I found the email of Sept. 10, 2001. It might be interesting to post
it to a wider audience. Keep in mind that this was written over 7 years
ago and I was just learning about these large organs at the time.
The amusement park is at the north end of Monterey Bay, basically on
the Pacific Ocean. The organ is dated to 1894, it has been in the
park nearly as long. For information see my MMD posting at
I think in the 1950s or 1960s the present glass building was built for
the carousel (one of the few in its original location). The organ is
in a room accessible from the rear. It can be seen through a glass
window. There is no facade and has never been a facade according to
record. As the organ has been in the park most of it's life one
wonders how it got there from Waldkirch...
A Wurlitzer 165 duplex frame supplied the music at one time. These
roll frames still appear to be operational. In addition, a MIDI system
can be used to play the organ; there is a jukebox in the front where
customers can select the tune.
The pipework is similar to the types of pipes I have at home. It looks
like an additional register of flageolets was added, possibly to support
the Style 165 music. These pipes are visible in the front with a
Wurlitzer-style register control. Wind is supplied by a blower under
the boardwalk in a basement. The original pumps are in place and the
blower supply is teed in on one side through ducting.
The main maintenance worker was on a much deserved vacation. The
assistant was quite knowledgeable about the operation and said that
the park did the maintenance and the machine was quite reliable for
its age. He played it. There was a cipher. I do not think one is
supposed to listen to it from five feet away!
There is still a rack of rolls and spool chucks. Under this are
boxes of rolls that seem not to have been touched in ages. The rolls
in the rack seemed to be Play-Rite recuts. I did not look to see what
was on the chucks. We did make a quick note of the numbers on the
boxes in the corner. These had typewritten labels. A check at the
Wurlizer-rolls.com web site indicates that they are T.R.T. "new"
arrangements, I think from the 1940s and 50s.
We noted down the visible numbers.
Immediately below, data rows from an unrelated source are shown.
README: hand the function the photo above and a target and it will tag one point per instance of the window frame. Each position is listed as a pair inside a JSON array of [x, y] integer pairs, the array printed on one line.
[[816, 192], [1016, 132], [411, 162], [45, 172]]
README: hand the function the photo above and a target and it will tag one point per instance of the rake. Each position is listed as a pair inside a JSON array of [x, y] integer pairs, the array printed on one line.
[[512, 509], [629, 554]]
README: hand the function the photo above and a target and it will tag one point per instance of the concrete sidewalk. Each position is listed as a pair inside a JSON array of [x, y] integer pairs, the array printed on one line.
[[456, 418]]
XXX, Bits and pieces 6641, 6800,
6801, 6669, 6697, 6707, 6711, 6697, 6698 (possibly 2 copies), 6700
(possibly 2 copies), 6710, 6709, 6696, 6689, 6676, 6708, 6701, 6091,
6511 and a Wurlitzer 150 test roll. I looked up most of these on the
site. 6091, for Caliola, is the only oddball. Some of the labels
were hard to read.
As I noted only the front rank of pipes looked out of place. There is
a rank of upside down pipes behind the trumpets. The trumpets do look
a lot like mine. Then again, the more one looks at this stuff the more
it starts looking similar.
The trombones are interesting as the base of the resonator is rounded.
The wood is full of pockets and inclusions. On the other hand, the
grain is practically perfect. An unusual feature is that some of the
larger freined pipes had inset mouths. I suspect these were in the
I must say that this is the way I think organs in parks should be
treated. The only information I am unable to locate is the model number.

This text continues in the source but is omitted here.